I need to feel secure about something right now.
Technically, I should be an expert gardener; I mean, we own a tractor. And when I’m riding it with casual authority, moving loads of composted manure from point A to point B, I feel like I know what I’m doing.
Saturday, buoyed with confidence after dumping some manure on point B, I deftly put in my peas. I planted three varieties in a raised bed and fashioned a variety of supports, using sticks for the short peas and some old fencing for the tall ones.
If you drove by and saw me, standing next to the tractor, hands on hips, assessing my professional-looking pea supports, you’d think I was, in fact, an expert gardener.
“I bet she knows how to deal with cucumber beetles,” you’d say. “She looks like someone who keeps up with her mulching.”
If you only knew.
I headed back to the house to make notes in my trusty garden journal. I use it every spring to keep track of my gardening activities. With the flip of a few pages, I can tell you exactly how many onions I planted in 2013 and what kind of string beans I grew in 2018. (To date, no one has asked.)
I tend to get tired of the journal — and the garden — by the Fourth of July, however, so if you read it, you won’t learn that in 2013 I let the onions be overtaken by weeds; I ended up harvesting only a dozen or so, and those were small and hard to peel. You’ll never know that in 2018 I forgot to pick the beans until the pods were huge, the contents dry and hard; at least our pigs liked them.
Anyway, once indoors, I momentarily forgot about the garden journal. My eye landed on the flats of tomato seedlings on the kitchen table. They prompted me to do what I do every spring: get distracted searching YouTube for gardening advice I ultimately won’t follow.
One video featured Todd, a genial university extension guy, who recommended a new-to-me technique for controlling rampant tomato plants: staking. You prune each plant back to one main stem, which you tie to a tall pole.
“Be warned,” he said, waving his secateurs at the camera, “the pruning is very labor intensive.”
“That’s OK,” I said, like a pro. “I got this.” (I currently have, for reasons I can’t rationally explain, 54 tomato seedlings. There is no way I “got this.”)
What I forget, and what Todd doesn’t know, is that after a gung-ho start in the spring, I often give up. With my lack of natural gardening skills, difficulty staying on task and tendency to get overwhelmed late in the season, the garden doesn’t stand a chance.
Wait a minute. Stop.
That was the old me. The new me, driven by fear of food insecurity, is going to be capable and motivated. I can do this.
With renewed resolve, I closed the laptop and picked up the garden journal to enter my pea-planting details. While referring to the seed packets, however, I made an unfortunate discovery.

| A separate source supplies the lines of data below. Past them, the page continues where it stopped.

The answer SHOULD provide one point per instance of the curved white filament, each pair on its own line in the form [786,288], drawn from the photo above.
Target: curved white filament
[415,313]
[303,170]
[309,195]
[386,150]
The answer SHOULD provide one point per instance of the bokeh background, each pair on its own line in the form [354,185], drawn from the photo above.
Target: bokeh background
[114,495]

Somehow, I had constructed a six-foot trellis for the 24-inch peas and a 30-inch “pea stick” fence for the six-foot peas.
The mix-up was typical for me.
And so was the reaction.
“Oh, well,” I told myself. “Some years the peas don’t even come up, so if I’m lucky, it won’t turn out to be a problem.”
This attitude — even in the face of potential food shortages, and despite our owning a tractor — tells me maybe I’m just not expert gardener material.